The Huffington Post recommends the most basic routine before hitting the track: warming up and cooling down. Begin by stretching your calves, quads, hamstrings and glutes to get your blood flowing a little bit faster. Once outside, walk slowly and build up speed every 30 seconds or so. Move on from a brisk walk to a jog, and so forth. Warming up is imperative because it prevents you from getting injured, helps you loosen your muscles, and improves your blood flow and thus warms your body.
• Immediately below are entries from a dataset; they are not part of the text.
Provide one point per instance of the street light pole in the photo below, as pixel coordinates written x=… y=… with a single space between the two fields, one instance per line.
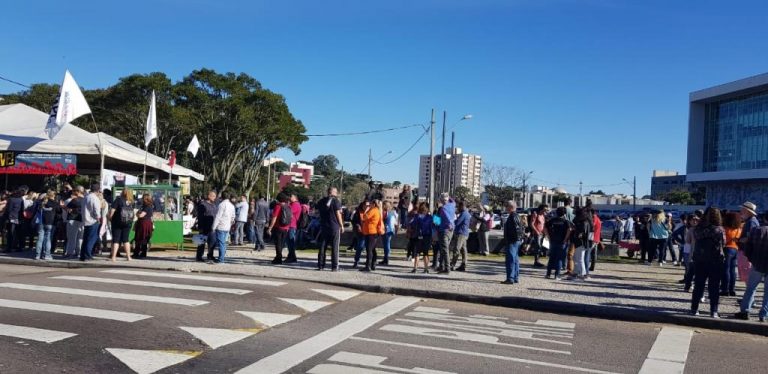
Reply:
x=431 y=189
x=634 y=192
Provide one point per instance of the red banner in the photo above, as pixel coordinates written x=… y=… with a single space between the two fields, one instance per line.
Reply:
x=37 y=164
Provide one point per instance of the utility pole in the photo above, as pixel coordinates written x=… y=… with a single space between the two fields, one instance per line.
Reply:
x=431 y=189
x=634 y=193
x=442 y=157
x=370 y=159
x=451 y=164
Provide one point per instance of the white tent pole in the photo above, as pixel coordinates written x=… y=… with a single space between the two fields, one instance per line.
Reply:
x=101 y=151
x=144 y=175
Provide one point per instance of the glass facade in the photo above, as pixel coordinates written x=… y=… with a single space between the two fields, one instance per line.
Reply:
x=736 y=133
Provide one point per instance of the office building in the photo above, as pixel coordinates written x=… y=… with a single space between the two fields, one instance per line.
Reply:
x=452 y=170
x=666 y=181
x=728 y=142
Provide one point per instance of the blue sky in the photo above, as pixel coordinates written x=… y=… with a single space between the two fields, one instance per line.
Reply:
x=574 y=90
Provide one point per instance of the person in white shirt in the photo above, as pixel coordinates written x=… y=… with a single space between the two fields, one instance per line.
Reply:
x=241 y=210
x=222 y=223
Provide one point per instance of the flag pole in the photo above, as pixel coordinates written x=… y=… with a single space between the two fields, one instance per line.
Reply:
x=146 y=155
x=101 y=151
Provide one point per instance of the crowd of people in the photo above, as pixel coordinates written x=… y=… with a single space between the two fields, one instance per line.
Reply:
x=715 y=247
x=80 y=222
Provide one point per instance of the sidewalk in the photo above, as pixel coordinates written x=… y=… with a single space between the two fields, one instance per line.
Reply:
x=617 y=290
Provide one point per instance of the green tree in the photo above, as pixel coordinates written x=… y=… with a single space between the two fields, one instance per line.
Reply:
x=39 y=96
x=682 y=197
x=326 y=165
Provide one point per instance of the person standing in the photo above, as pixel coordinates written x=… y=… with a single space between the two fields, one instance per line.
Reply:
x=709 y=260
x=404 y=204
x=462 y=234
x=582 y=232
x=483 y=218
x=658 y=232
x=121 y=216
x=241 y=218
x=629 y=228
x=74 y=211
x=749 y=216
x=391 y=224
x=206 y=212
x=13 y=216
x=48 y=207
x=732 y=227
x=278 y=226
x=222 y=223
x=618 y=226
x=331 y=224
x=372 y=228
x=591 y=255
x=513 y=236
x=91 y=221
x=260 y=219
x=538 y=219
x=558 y=231
x=293 y=236
x=755 y=248
x=420 y=228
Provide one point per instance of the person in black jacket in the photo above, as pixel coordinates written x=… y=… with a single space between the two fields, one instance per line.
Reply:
x=709 y=260
x=756 y=250
x=513 y=236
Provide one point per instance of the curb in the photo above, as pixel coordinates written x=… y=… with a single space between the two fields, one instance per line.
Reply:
x=531 y=304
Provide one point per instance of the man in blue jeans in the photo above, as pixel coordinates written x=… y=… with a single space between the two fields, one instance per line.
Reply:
x=91 y=221
x=558 y=230
x=755 y=248
x=513 y=236
x=222 y=223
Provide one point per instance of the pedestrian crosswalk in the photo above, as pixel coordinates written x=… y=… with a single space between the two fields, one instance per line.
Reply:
x=82 y=300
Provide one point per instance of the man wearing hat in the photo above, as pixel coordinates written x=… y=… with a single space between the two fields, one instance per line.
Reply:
x=749 y=215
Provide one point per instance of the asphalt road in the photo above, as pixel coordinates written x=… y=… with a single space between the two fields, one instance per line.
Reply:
x=143 y=321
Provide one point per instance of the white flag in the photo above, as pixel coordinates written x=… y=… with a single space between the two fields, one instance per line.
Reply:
x=194 y=146
x=69 y=105
x=151 y=132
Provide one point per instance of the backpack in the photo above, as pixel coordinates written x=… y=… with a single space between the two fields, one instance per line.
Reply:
x=303 y=219
x=285 y=215
x=126 y=215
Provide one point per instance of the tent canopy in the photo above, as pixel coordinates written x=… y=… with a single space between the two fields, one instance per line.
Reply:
x=22 y=130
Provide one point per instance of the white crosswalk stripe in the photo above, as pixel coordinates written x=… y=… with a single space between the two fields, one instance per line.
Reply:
x=31 y=333
x=107 y=295
x=173 y=286
x=74 y=310
x=207 y=278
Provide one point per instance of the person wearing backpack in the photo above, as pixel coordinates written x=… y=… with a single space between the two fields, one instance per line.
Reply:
x=121 y=217
x=279 y=226
x=47 y=208
x=293 y=228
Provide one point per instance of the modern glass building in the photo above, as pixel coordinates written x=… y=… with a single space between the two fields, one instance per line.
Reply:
x=728 y=142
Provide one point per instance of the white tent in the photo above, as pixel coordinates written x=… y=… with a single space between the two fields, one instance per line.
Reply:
x=22 y=130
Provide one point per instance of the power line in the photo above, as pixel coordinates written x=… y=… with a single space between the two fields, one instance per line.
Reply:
x=14 y=82
x=364 y=132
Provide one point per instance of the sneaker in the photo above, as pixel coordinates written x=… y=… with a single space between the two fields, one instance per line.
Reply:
x=742 y=315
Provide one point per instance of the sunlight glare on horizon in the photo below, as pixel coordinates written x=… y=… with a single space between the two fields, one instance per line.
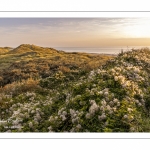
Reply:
x=75 y=32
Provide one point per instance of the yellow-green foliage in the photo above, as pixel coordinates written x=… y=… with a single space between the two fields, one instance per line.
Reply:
x=27 y=61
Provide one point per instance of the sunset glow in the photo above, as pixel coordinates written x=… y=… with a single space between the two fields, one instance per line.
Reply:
x=75 y=32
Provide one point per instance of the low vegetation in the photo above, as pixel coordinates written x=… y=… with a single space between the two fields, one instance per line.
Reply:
x=45 y=90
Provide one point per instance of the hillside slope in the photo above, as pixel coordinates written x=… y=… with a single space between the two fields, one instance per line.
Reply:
x=110 y=98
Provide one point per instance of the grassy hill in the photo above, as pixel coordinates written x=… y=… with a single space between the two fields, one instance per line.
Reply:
x=75 y=92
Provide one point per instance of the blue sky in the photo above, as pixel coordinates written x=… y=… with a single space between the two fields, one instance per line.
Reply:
x=75 y=32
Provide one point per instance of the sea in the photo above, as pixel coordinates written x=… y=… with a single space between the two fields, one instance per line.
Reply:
x=113 y=50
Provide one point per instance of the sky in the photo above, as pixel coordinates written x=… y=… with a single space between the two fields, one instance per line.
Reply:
x=75 y=32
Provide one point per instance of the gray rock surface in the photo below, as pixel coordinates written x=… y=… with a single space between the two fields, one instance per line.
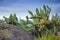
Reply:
x=8 y=32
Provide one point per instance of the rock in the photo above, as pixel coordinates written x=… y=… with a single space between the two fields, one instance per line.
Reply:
x=8 y=32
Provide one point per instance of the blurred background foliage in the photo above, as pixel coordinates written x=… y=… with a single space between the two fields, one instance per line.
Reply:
x=41 y=26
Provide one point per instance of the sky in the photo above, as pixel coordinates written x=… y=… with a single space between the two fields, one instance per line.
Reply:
x=21 y=7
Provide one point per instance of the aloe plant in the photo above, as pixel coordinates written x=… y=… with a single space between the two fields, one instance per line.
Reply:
x=12 y=19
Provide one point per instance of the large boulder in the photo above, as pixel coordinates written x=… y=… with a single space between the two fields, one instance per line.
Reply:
x=10 y=32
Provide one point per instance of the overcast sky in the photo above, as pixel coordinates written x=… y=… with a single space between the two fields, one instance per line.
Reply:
x=21 y=7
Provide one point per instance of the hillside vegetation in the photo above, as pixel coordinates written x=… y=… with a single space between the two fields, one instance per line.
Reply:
x=42 y=27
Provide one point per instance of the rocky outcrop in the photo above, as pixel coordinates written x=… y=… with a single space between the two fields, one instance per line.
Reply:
x=9 y=32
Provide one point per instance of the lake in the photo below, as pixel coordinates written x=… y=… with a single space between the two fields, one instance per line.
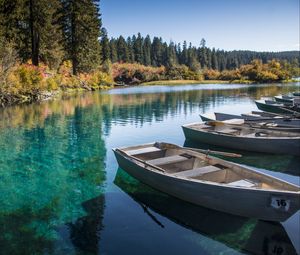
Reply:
x=62 y=191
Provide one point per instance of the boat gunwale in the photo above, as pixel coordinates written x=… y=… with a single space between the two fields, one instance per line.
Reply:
x=197 y=181
x=241 y=136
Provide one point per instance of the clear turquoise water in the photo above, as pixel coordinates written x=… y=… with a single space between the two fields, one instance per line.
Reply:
x=63 y=193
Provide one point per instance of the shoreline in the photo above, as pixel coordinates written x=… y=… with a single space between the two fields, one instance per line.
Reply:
x=12 y=100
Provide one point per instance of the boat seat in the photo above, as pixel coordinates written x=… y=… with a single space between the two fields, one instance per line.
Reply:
x=142 y=150
x=166 y=160
x=227 y=131
x=243 y=183
x=234 y=121
x=197 y=171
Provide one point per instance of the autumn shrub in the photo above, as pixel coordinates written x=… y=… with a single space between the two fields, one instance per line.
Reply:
x=136 y=73
x=211 y=74
x=8 y=60
x=26 y=79
x=96 y=80
x=267 y=76
x=230 y=75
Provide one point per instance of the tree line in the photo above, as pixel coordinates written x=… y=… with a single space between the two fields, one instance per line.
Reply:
x=51 y=31
x=156 y=52
x=57 y=30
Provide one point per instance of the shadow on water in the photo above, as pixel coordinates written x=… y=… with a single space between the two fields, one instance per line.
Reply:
x=241 y=234
x=279 y=163
x=85 y=231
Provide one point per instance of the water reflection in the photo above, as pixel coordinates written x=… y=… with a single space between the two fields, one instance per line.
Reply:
x=242 y=234
x=55 y=163
x=279 y=163
x=85 y=231
x=48 y=168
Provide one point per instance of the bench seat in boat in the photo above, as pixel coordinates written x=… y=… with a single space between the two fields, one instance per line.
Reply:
x=167 y=160
x=197 y=171
x=142 y=150
x=234 y=121
x=243 y=183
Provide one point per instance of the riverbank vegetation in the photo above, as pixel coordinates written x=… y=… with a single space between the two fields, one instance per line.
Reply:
x=47 y=47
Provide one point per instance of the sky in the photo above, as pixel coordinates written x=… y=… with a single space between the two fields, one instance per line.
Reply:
x=260 y=25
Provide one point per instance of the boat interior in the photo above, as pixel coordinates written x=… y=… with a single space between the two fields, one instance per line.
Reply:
x=188 y=164
x=235 y=127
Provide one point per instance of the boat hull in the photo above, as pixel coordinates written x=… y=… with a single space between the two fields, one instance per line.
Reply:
x=292 y=125
x=274 y=108
x=284 y=100
x=242 y=202
x=266 y=145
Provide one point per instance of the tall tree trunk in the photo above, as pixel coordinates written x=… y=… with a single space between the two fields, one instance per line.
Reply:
x=34 y=37
x=73 y=42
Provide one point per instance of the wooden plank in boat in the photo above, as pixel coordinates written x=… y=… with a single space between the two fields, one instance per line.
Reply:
x=234 y=121
x=198 y=171
x=142 y=150
x=242 y=183
x=166 y=160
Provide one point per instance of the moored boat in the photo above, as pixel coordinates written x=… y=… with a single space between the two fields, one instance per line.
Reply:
x=274 y=107
x=243 y=137
x=210 y=182
x=297 y=94
x=259 y=119
x=284 y=99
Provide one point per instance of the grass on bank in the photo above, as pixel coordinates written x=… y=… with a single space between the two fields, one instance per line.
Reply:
x=184 y=82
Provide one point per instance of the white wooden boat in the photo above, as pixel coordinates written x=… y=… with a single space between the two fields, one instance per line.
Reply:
x=210 y=182
x=275 y=107
x=284 y=99
x=242 y=137
x=257 y=119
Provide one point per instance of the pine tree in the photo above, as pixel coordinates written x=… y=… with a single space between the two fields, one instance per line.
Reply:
x=147 y=51
x=122 y=50
x=157 y=52
x=105 y=47
x=113 y=51
x=184 y=54
x=130 y=50
x=82 y=26
x=171 y=55
x=138 y=49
Speaking of blood flow, remember to breathe properly. Alysia Montaño, who holds the US record for the 800-meter distance, told Women's Health: "I think inhaling through your nose and out through your mouth is unnatural and an old wives' tale."

Sports medicine physician and author of Running Strong Jordan Metzl, M.D. recommends slowly inhaling and exhaling through your nose or your mouth from your belly, like you would while doing yoga. This way, you can get more oxygen into your bloodstream.

If you're tracking progress or training for a marathon, Women's Health Magazine reports that according to 3-time Ironman World Champion Mirinda Carfrae, you must focus on the time you spend running rather than the miles you have to run. This will change the way you look at your progress. She said: "It allows you to log miles without worrying how far and how fast you go." Remember that progress does take time, and you will notice changes as you go.

Additionally, it's best to keep your cadence high, at about 170 to 180 steps per minute. According to Metzl, "The more frequently your foot touches down, the less loading force you're throwing onto your hips and knees with each step, lowering your risk for injury." You don't have to count each step per minute though, just count how many times your right foot hits the ground in 20 seconds. If you're close to 30, you're falling within the 170 to 180 range.

Lastly, Metzl recommends getting adequate, quality sleep. He wrote in Runner's World that when we sleep, that's the time "when your body repairs muscle, builds bone, ramps up red blood cell production, restocks glycogen, and reviews and stores the neuromuscular learning that occurred during your day’s run."